Types of Cookies Cont’d. 4. PRESSED COOKIES- Made by pushing dough through a cookie press. A variety of shapes are possible. Examples: Spritz 5.ROLLED COOKIES- Stiff dough, rolled out and cut with cookie cutters. Examples: Sugar, Gingerbread 6. SLICED COOKIES- Also called refrigerator cookies. Dough into long roll, refrigerate. When chilled, sliced and baked. Examples: Pinwheels, sugar

Vocab Creaming- refers to combining shortening and sugar. Beat them together using an electric mixer until soft, smooth, and creamy.

Ingredients Fats – butter, margarine, oil, and shortening. Function as the spread. The more fat, the flatter and crunchier the cookie. Less fat = puffy, cake-like cookies. The type of fat used creates major variations in cookies. Flour – All purpose. Makes the cookie flatter, darker, and crispier.

Ingredients Baking Powder and Soda – Leavening agents. BP makes lighter colored and puffier cookies. Sugars – Granulated/white sugar makes the cookie crispy. Brown sugar absorbs moisture, helping cookie to stay chewy. Eggs/Liquids – Make cookies puff and spread. Eggs act like glue.

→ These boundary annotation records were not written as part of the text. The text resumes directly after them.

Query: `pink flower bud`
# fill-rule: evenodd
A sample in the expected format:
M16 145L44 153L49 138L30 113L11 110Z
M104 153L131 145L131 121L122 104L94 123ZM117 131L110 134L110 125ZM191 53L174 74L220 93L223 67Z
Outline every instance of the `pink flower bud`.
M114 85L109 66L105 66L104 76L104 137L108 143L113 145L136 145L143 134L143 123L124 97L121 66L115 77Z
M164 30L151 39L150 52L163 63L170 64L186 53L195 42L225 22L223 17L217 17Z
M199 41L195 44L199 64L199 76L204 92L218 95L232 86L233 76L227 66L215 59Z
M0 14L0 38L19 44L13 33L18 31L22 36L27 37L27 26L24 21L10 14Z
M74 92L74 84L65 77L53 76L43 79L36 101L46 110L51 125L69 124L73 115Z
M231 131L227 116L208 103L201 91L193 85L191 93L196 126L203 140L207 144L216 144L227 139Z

Tips for Making Cookies Dip utensils in flour or sprinkle some on the rolling pin. Too much flour will make the cookies tough and hard. Make all the cookies in a batch the same size and thickness. If some are thin and some are thick, the thin ones will be done before the thick ones. Check the recipe for how to space the cookies on the sheet. Some types of cookies spread as they bake.

Some more Tips Prepare the pan according to recipe directions. Allow hot cookie sheets to cool before using them again. If you put cookie dough on a hot baking sheet, the dough will melt and spread. An extra minute or two of heat can over brown cookies. Watch them carefully. Test bar and drop cookies for doneness by pressing lightly with your finger. The imprint of your finger should show slightly. Follow directions for cooling cookies. Some can cool in the pan. Others are removed while hot and cooled on a wire rack. Use a spatula or a turner.

Baking Tips Use a cookie sheet. Follow recipe directions for prepping pans. Let sheets cool between baking. Do not let pans touch sides or back – or each other. One pan is best. Bottom and sides are lightly browned – shiny pans are best. Cookies continue to bake after out of oven

Storing Cookies Store cookies in a tightly sealed container. Wax paper between layers will keep them from sticking together. Cool before storing A slice of bread stored with cookies will keep cookies moist.